This structure has been emulated with artificial neural networks, organized in consecutive layers, with convolutions
at every layer emulating the spatially invariant processing [8]. A deep stack of such convolutional neural networks
(CNNs) achieves impressive results in static image analysis tasks; however, they do not take into account the temporal
dynamics inherent in visual processing. For processing sequential data, Recurrent Neural Networks (RNNs) are one
of the preferred models due to their ability to model long-range dependencies and capture the evolution of temporal
patterns over time [9]. Indeed, biological vision is dominated by recurrent feedback, both within brain area as well
as between areas [10]. Therefore, the combination of recurrent connections and convolutional layers could effectively
address challenges such as video understanding, action recognition, and object tracking. There are a few recent efforts
to incorporate recurrence into vision models [2, 11, 12, 13]. However, it is not clear how such networks should handle
visual input that is constantly changing due to eye movements, or how such networks should be trained.
The conventional approach to training computer vision models is supervised learning, i.e., using images as input
and labels for those images as output. However, humans and animals do not receive explicit labels for every object
in a scene; instead, they learn patterns, relationships, and regularities from continuous experience. Most learning
occurs implicitly, which is more consistent with Self-Supervised Learning (SSL) techniques. SSL is a paradigm in
Recurrent JEPA with Forward Propagation Learning
machine learning where a model uses the input itself as targets for learning. Often, the model is trained to predict an
unobserved part of the input from the observed parts. In this way, the model can learn to relate multiple "views" or
multiple modalities in large datasets without relying on explicit labels (e.g., predict images from associated audio or
text).
In this work, we present a new biologically inspired architecture that integrates convolutional layers, recurrent net-
works, and SSL using next-step prediction. Specifically, the network is trained to predict a representation of a fixated
image patch, based on previous fixations. In doing so, the recurrent architecture can and should integrate information
across multiple fixations, thus forming an wholistic representation of a scene. Our model follows the joint-embedding
predictive architecture (JEPA) [14, 15] and extends this to include recurrent networks, in short, R-JEPA.

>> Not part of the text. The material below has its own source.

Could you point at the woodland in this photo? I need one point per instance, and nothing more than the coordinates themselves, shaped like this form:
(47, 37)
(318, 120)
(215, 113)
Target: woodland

The specific network architecture we propose here borrows from previous efforts to train vision networks with con-
trastive [16] or predictive SSL [17], essentially, a ResNet50. The recurrent structure we use borrows from previous
recurrent vision models that have used supervised learning [2] or contrastive learning [18], which still requires labels
in the form of same/different exemplars. We omit the need for labels entirely, by using next-step prediction as a SSL
objective.
The two main contributions of this paper are theoretical. First, we show mathematically, and confirm in simulations that
the R-JEPA avoids the problem of representational collapse, despite lacking negative exemplars used for contrastive
learning or otherwise enforcing diversity of representations, as in [19, 20]. Second, we will show that the network can
be trained in real-time with a forward propagation of sensitivity for each weight in the recurrent network, rather than
costly back-propagation through time, usually required for recurrent networks. We show the conditions under which
this efficient Recurrent Forward Propagation is an exact gradient computation. Without realizing these conditions,
previous work on efficient real-time recurrent learning only offered approximate solutions [21, 22, 23, 24]. We confirm
in simulation that the network learns effectively when applying Recurrent Forward Propagation in real-time.
2 Methods
R-JEPA is a novel self-supervised recurrent model for the processing of high-dimensional time series x(t) (see Figure
1). Like JEPA [14], our model has two key elements:
1. embedding: The architecture defines an embedding space H through function Enc : X → H that transform
the trajectory x(t) of a high-dimensional space X to a trajectory h(t) in H.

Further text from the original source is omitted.